Light-weight End-to-End Graph Interest Network for CTR Prediction in E-commerce Search
Pipi Peng, Yunqing Jia, Ziqiang Zhou, murmurhash, Zichong Xiao
TL;DR
This work tackles CTR prediction in e-commerce search by proposing Light-weight End-to-End Graph Interest Network (EGIN), which jointly learns article-query graphs and CTR in a single pipeline. It introduces a query-item heterogeneous graph with three edge types (item2item, query2query, query2item), a light-weight sampling mechanism that avoids graph engines, and a multi-interest network to fuse graph-derived signals into CTR prediction. End-to-end training optimizes both CTR loss and graph-embedding losses, achieving substantial gains on both public and industrial data, with a notable online CTR uplift of 2.76% in production. The approach offers a scalable, plug-in framework for leveraging graph structure in search CTR and can be extended to incorporate additional node types and data sources.
Abstract
Click-through-rate (CTR) prediction has an essential impact on improving user experience and revenue in e-commerce search.

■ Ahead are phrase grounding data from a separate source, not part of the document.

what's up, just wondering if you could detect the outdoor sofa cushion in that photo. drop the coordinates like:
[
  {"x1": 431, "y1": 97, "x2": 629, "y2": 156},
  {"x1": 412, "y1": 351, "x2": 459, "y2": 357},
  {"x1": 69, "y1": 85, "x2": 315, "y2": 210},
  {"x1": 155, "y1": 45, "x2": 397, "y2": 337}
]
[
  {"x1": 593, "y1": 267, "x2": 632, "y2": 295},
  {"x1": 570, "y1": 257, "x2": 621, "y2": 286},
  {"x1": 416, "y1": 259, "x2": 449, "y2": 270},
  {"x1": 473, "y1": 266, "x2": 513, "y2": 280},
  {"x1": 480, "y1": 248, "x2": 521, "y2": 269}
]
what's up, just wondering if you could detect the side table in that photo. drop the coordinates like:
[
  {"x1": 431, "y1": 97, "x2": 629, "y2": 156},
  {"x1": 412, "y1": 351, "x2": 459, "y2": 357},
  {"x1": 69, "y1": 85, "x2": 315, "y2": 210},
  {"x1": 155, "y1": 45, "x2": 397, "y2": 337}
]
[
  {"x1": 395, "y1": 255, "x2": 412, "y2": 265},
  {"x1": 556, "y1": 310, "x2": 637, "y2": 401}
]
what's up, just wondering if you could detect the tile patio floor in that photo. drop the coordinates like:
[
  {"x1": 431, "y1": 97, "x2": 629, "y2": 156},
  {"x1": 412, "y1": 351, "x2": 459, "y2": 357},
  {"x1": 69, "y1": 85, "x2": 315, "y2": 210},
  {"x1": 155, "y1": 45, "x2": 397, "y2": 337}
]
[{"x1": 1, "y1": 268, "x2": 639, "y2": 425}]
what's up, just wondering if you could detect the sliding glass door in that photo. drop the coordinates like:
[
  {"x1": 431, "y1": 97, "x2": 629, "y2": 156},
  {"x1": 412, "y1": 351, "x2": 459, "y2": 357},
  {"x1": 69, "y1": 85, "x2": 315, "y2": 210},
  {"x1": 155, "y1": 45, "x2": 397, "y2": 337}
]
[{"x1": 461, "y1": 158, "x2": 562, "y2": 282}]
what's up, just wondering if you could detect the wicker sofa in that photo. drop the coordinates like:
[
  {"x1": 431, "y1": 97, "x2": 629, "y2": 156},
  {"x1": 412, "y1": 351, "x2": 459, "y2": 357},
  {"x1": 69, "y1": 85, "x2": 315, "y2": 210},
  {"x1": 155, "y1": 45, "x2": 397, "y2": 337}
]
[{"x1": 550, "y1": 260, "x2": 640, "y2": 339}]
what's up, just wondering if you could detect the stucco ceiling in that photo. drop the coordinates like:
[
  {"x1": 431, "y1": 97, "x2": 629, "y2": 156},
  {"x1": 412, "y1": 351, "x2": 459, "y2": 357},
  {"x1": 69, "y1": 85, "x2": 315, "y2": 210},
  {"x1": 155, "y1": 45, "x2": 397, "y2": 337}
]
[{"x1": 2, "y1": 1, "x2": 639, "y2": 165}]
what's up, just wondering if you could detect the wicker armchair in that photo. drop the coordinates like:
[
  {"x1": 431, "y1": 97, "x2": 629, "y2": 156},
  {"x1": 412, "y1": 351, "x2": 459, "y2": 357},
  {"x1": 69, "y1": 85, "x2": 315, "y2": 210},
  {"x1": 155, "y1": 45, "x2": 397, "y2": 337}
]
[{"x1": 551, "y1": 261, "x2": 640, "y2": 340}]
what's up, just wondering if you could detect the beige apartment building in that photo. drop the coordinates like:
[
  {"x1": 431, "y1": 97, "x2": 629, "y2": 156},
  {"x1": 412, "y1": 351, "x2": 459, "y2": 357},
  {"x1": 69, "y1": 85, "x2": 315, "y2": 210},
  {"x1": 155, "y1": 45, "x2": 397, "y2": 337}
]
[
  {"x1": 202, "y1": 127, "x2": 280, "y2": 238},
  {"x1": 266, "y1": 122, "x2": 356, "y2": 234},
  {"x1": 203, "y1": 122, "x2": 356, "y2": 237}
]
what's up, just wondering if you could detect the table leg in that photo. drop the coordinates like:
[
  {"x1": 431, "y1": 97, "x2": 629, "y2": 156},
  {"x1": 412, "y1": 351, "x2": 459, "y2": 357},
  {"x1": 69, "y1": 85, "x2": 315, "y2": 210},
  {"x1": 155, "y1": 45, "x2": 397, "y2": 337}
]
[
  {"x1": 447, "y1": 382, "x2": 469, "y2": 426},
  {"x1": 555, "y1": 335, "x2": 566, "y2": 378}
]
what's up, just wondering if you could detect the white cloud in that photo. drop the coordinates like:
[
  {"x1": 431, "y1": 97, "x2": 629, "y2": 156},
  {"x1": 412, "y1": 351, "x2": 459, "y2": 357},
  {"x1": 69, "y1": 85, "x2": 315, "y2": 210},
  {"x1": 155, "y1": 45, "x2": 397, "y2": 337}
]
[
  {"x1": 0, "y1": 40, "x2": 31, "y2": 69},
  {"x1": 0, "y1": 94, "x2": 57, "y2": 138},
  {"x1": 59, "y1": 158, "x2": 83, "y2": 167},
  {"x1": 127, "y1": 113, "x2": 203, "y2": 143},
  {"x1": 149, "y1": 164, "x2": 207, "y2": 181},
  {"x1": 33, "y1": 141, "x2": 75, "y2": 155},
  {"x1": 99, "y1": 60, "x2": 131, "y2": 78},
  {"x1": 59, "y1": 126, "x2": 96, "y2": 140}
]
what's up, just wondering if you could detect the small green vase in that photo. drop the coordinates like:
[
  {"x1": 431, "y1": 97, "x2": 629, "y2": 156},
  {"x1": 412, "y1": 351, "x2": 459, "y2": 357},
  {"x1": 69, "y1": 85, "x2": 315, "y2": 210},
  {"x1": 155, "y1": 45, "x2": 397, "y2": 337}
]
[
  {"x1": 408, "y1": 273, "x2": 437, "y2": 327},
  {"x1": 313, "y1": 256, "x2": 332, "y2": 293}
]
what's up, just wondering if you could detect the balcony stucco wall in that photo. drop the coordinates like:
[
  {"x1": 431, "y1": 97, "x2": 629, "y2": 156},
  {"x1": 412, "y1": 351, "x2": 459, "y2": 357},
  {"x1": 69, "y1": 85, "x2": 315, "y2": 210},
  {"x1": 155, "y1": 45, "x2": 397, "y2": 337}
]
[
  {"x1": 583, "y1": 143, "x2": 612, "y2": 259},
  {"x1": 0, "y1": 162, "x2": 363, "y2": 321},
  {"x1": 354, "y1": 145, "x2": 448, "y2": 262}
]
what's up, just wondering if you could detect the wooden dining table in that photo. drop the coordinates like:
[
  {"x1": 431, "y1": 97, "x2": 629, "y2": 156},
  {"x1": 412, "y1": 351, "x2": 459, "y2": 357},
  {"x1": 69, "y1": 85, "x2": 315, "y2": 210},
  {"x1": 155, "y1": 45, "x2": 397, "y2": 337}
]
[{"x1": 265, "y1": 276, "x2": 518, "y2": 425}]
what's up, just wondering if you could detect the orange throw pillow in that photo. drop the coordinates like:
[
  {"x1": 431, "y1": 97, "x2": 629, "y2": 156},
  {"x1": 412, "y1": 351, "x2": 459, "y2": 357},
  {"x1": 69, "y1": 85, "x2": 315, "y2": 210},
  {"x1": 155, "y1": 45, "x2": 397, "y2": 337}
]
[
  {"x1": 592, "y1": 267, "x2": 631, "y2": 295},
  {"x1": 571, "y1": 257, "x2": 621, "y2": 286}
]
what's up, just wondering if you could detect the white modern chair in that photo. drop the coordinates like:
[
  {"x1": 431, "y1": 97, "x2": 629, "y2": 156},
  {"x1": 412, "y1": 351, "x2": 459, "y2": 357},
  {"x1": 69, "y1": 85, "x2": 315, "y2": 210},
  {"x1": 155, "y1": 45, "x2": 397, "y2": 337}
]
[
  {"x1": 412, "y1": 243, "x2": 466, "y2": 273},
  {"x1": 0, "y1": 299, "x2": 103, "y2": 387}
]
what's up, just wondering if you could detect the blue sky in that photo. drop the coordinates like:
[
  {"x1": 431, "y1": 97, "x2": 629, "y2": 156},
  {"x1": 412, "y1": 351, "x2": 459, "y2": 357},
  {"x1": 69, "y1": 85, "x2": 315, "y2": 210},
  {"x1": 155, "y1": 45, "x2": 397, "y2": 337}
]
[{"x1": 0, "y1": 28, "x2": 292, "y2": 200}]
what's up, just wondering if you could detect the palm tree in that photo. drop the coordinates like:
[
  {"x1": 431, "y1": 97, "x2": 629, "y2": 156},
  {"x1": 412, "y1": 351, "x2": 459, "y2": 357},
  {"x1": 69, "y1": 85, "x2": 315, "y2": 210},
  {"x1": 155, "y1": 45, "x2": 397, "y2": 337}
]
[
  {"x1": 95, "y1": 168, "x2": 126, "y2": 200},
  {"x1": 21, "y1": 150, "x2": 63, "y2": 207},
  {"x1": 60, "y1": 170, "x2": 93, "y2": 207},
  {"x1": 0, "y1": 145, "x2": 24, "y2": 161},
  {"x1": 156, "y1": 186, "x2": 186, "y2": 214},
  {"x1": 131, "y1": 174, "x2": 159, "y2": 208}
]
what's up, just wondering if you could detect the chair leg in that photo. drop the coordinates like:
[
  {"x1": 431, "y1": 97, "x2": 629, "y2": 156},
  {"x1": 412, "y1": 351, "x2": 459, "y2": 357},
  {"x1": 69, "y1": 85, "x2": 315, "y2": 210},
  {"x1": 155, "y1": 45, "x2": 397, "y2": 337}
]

With the development of deep learning, graph-based methods are well exploited to utilize graph structure extracted from user behaviors and other information to help embedding learning. However, most of the previous graph-based methods mainly focus on recommendation scenarios, and therefore their graph structures highly depend on item's sequential information from user behaviors, ignoring query's sequential signal and query-item correlation. In this paper, we propose a new approach named Light-weight End-to-End Graph Interest Network (EGIN) to effectively mine users' search interests and tackle previous challenges. (i) EGIN utilizes query and item's correlation and sequential information from the search system to build a heterogeneous graph for better CTR prediction in e-commerce search. (ii) EGIN's graph embedding learning shares the same training input and is jointly trained with CTR prediction, making the end-to-end framework effortless to deploy in large-scale search systems. The proposed EGIN is composed of three parts: query-item heterogeneous graph, light-weight graph sampling, and multi-interest network. The query-item heterogeneous graph captures correlation and sequential information of query and item efficiently by the proposed light-weight graph sampling. The multi-interest network is well designed to utilize graph embedding to capture various similarity relationships between query and item to enhance the final CTR prediction. We conduct extensive experiments on both public and industrial datasets to demonstrate the effectiveness of the proposed EGIN. At the same time, the training cost of graph learning is relatively low compared with the main CTR prediction task, ensuring efficiency in practical applications.